İnsanlar yıllardır ses çıkarmadan yaşadıkları otoriter rejimlere başkaldırmış ve baharlar yaşanmasına neden olmuşlar deniyor. Yani halk kendi iradesiyle özgürlük ve demokrasi istemektedir. Bu istek dalga dalga yayılıyor ve bir bölgeyi kaplıyor. Ben bunun da halkın talebi olmadığını, siyasete yön veren güçlerin halkı yönlendirdiğini düşünüyorum. Şöyle bir benzetme yapıyorum: “Halk dağ gibidir ve onun sesi yoktur. Duyduğunuz sesler sizin sesinizin akisleridir.” Halka yön veren medya egemen ekonomik ve siyasi güç tarafından belirlenir. İşe yaramayan sesler yer bulamaz ama iyi sesler çok öne çıkar. Bu nedenle demokrasinin halkın düşünceleri değil tercihleri olduğunu düşünüyorum ve bunu yanlış bulmuyorum. Dünyadaki olaylar kolay anlaşılabilir değildir ve anlaşılması çok güçtür. Onun için yöneten güçler halka kendi tercihlerini kabul ettirmek için mükemmel bir sistem kurmuştur.
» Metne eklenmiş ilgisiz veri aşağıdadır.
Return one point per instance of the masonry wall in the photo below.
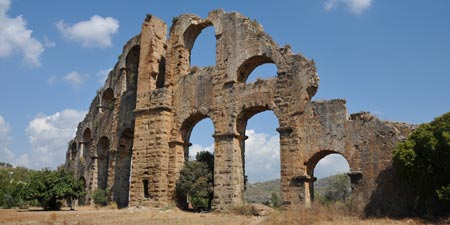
(138, 138)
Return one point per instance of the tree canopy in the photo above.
(196, 180)
(423, 161)
(49, 187)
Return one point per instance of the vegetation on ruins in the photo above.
(22, 187)
(334, 189)
(423, 161)
(12, 179)
(196, 181)
(50, 187)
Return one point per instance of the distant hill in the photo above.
(260, 192)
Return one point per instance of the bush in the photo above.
(49, 188)
(100, 197)
(196, 181)
(423, 162)
(245, 210)
(11, 182)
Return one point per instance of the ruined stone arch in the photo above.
(73, 151)
(171, 98)
(312, 163)
(103, 152)
(82, 199)
(87, 141)
(132, 68)
(121, 185)
(189, 27)
(247, 67)
(108, 99)
(241, 124)
(188, 125)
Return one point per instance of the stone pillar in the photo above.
(357, 198)
(294, 181)
(228, 171)
(149, 173)
(176, 162)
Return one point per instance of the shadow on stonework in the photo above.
(392, 197)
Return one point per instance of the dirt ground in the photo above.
(131, 216)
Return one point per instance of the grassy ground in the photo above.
(91, 215)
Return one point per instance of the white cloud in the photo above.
(262, 156)
(16, 38)
(103, 74)
(49, 135)
(96, 32)
(195, 148)
(353, 6)
(48, 43)
(75, 79)
(330, 165)
(6, 155)
(51, 80)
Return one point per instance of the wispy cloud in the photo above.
(103, 74)
(49, 135)
(15, 37)
(262, 158)
(75, 79)
(5, 140)
(96, 32)
(356, 7)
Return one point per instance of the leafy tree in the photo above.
(11, 181)
(423, 161)
(100, 197)
(197, 179)
(338, 190)
(50, 187)
(275, 200)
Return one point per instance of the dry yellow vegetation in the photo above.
(131, 216)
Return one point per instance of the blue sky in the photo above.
(388, 57)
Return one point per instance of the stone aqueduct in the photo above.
(135, 137)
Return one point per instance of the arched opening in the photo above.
(82, 199)
(102, 163)
(108, 99)
(86, 145)
(255, 68)
(260, 147)
(73, 151)
(201, 41)
(132, 67)
(122, 169)
(329, 181)
(197, 133)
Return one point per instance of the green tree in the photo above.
(423, 161)
(197, 179)
(50, 187)
(275, 200)
(11, 181)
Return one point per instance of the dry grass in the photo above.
(332, 215)
(105, 215)
(322, 215)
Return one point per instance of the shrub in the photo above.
(100, 197)
(245, 210)
(50, 187)
(422, 161)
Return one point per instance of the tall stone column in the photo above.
(294, 181)
(176, 162)
(357, 198)
(228, 171)
(149, 173)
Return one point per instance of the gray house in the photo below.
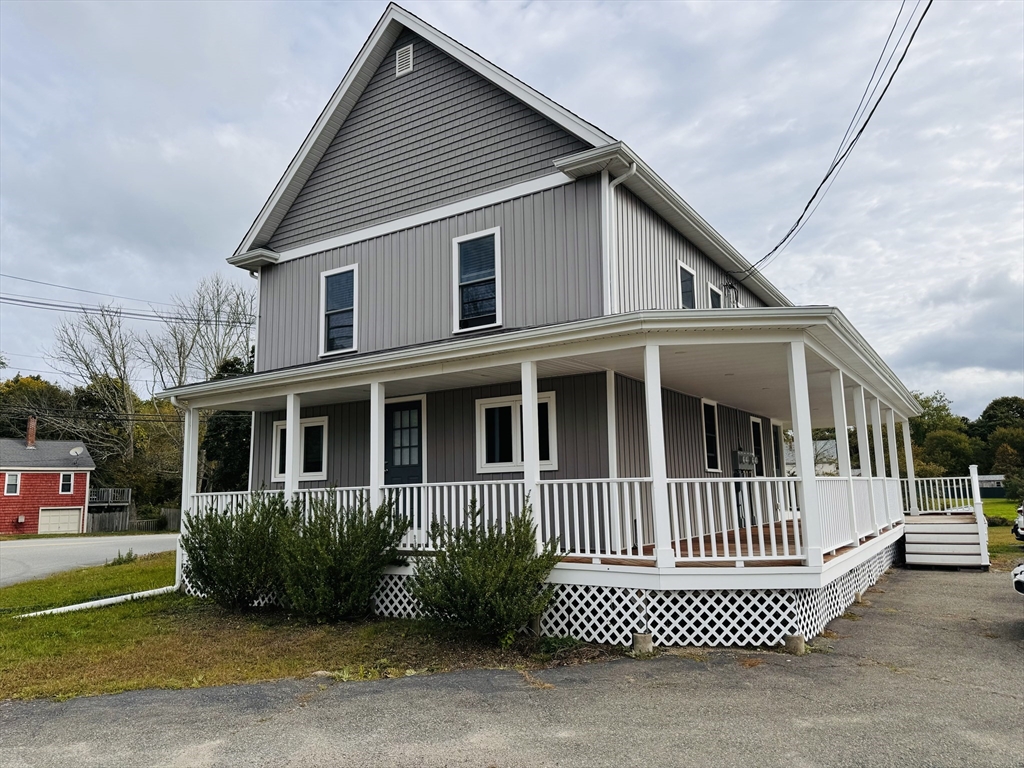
(468, 292)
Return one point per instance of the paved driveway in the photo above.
(931, 675)
(23, 559)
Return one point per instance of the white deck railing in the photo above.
(597, 517)
(732, 519)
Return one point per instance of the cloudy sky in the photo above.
(138, 141)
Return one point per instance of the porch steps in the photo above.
(944, 540)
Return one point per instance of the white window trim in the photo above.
(456, 302)
(275, 453)
(704, 434)
(516, 402)
(679, 287)
(712, 288)
(354, 268)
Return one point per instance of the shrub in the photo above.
(232, 557)
(487, 581)
(332, 560)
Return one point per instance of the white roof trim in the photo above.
(665, 201)
(380, 41)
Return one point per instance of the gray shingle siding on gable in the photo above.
(551, 272)
(648, 250)
(438, 134)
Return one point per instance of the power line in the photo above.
(840, 160)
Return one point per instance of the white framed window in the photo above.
(713, 456)
(312, 453)
(476, 281)
(687, 287)
(339, 296)
(499, 433)
(714, 297)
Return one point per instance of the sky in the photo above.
(139, 140)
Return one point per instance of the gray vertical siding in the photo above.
(438, 134)
(684, 453)
(648, 252)
(551, 272)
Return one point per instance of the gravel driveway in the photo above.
(930, 674)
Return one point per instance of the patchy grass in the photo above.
(174, 641)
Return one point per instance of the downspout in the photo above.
(612, 238)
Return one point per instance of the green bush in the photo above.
(483, 580)
(232, 557)
(332, 560)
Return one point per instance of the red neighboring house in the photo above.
(45, 484)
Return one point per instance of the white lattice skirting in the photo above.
(708, 617)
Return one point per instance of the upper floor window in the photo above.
(714, 297)
(687, 291)
(476, 278)
(712, 459)
(499, 433)
(338, 295)
(312, 452)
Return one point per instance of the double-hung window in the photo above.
(477, 281)
(687, 291)
(713, 461)
(499, 433)
(312, 452)
(338, 296)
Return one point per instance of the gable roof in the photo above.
(46, 455)
(366, 65)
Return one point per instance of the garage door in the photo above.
(64, 520)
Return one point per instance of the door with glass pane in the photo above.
(403, 443)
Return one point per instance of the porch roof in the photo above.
(735, 356)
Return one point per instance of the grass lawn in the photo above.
(1005, 551)
(174, 641)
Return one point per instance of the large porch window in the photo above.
(499, 433)
(312, 459)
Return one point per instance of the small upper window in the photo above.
(687, 293)
(714, 297)
(312, 456)
(338, 315)
(403, 60)
(477, 281)
(711, 436)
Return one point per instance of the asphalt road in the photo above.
(930, 675)
(23, 559)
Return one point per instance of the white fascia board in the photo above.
(504, 195)
(653, 190)
(369, 59)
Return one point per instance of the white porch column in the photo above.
(803, 444)
(664, 556)
(293, 443)
(376, 443)
(908, 455)
(843, 449)
(530, 444)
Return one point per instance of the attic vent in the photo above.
(403, 61)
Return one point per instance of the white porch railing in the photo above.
(735, 519)
(431, 504)
(597, 517)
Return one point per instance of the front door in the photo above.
(402, 442)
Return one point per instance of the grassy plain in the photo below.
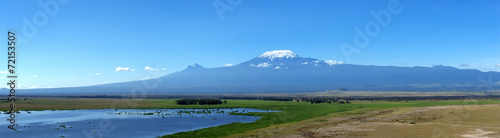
(302, 119)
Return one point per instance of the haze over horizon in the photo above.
(127, 41)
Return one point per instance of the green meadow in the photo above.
(289, 111)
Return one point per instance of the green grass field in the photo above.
(290, 111)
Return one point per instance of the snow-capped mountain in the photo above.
(285, 71)
(284, 59)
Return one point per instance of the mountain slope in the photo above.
(285, 71)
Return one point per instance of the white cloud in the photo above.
(150, 68)
(265, 64)
(333, 62)
(124, 69)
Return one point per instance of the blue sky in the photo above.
(84, 41)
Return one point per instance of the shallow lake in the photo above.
(118, 122)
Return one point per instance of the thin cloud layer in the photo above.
(124, 69)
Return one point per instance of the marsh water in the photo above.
(119, 122)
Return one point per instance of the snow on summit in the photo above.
(278, 54)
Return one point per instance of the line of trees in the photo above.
(199, 101)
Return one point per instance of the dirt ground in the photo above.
(469, 121)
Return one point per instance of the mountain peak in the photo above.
(278, 54)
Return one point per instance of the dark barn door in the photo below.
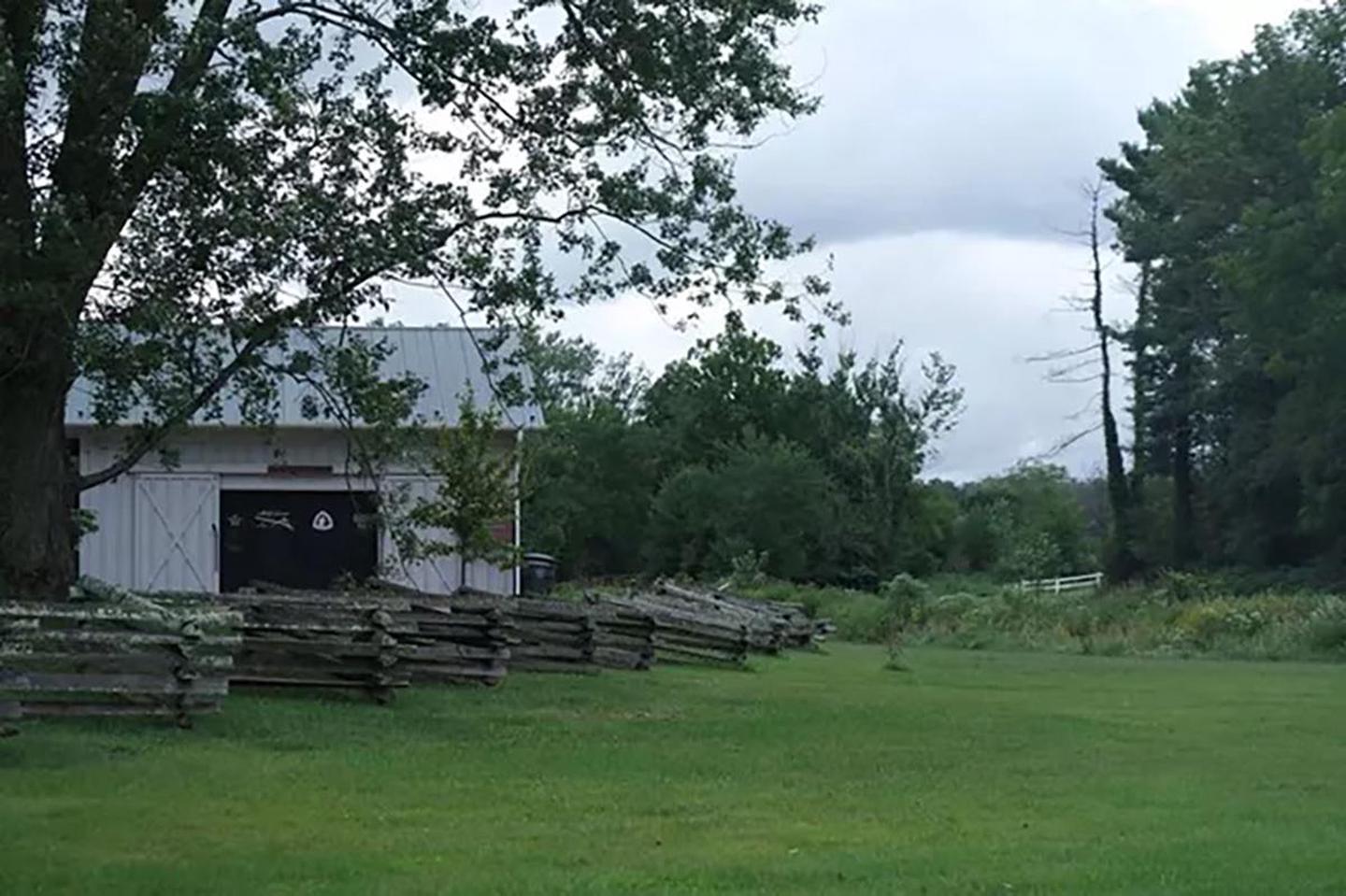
(295, 538)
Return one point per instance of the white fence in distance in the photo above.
(1069, 583)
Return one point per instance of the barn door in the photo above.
(175, 533)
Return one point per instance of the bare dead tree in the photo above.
(1095, 363)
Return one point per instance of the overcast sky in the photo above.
(942, 178)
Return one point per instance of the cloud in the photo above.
(981, 116)
(942, 174)
(985, 303)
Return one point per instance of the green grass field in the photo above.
(969, 774)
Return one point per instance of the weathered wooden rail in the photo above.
(115, 655)
(318, 641)
(566, 636)
(375, 642)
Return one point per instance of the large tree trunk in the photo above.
(1184, 485)
(36, 490)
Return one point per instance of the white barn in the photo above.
(241, 504)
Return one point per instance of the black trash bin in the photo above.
(538, 575)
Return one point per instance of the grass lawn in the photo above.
(970, 774)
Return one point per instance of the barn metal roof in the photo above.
(450, 361)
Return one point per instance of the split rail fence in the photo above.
(118, 655)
Yani Arap Baharından halkın istekleri değil o güne kadar bölgeyi yöneten gücün yerini alan yeni gücün istekleri çıkacaktır.

Peki Türkiye sınırlarını ufuk çizgisü olarak benimseyenler. Bu çizginin ötesini göremeyenler... Bunların, Türkiye de birliği savunmanın gerçekte ayrı kalmayı savunmak anlamına geldiğini, Çerkeslerin bütünleşmesine karşı çıktıklarını anlamazdan gelmelerine ne demeli. Anavatan ve diğer diaspora ülkelerindeki Çerkesler dışlanmıyor ise eğer, tüm Çerkeslerin Türkiye’ye toplamayı, Türkiye’de bütünleşmeyi mi savunmaktadırlar yoksa?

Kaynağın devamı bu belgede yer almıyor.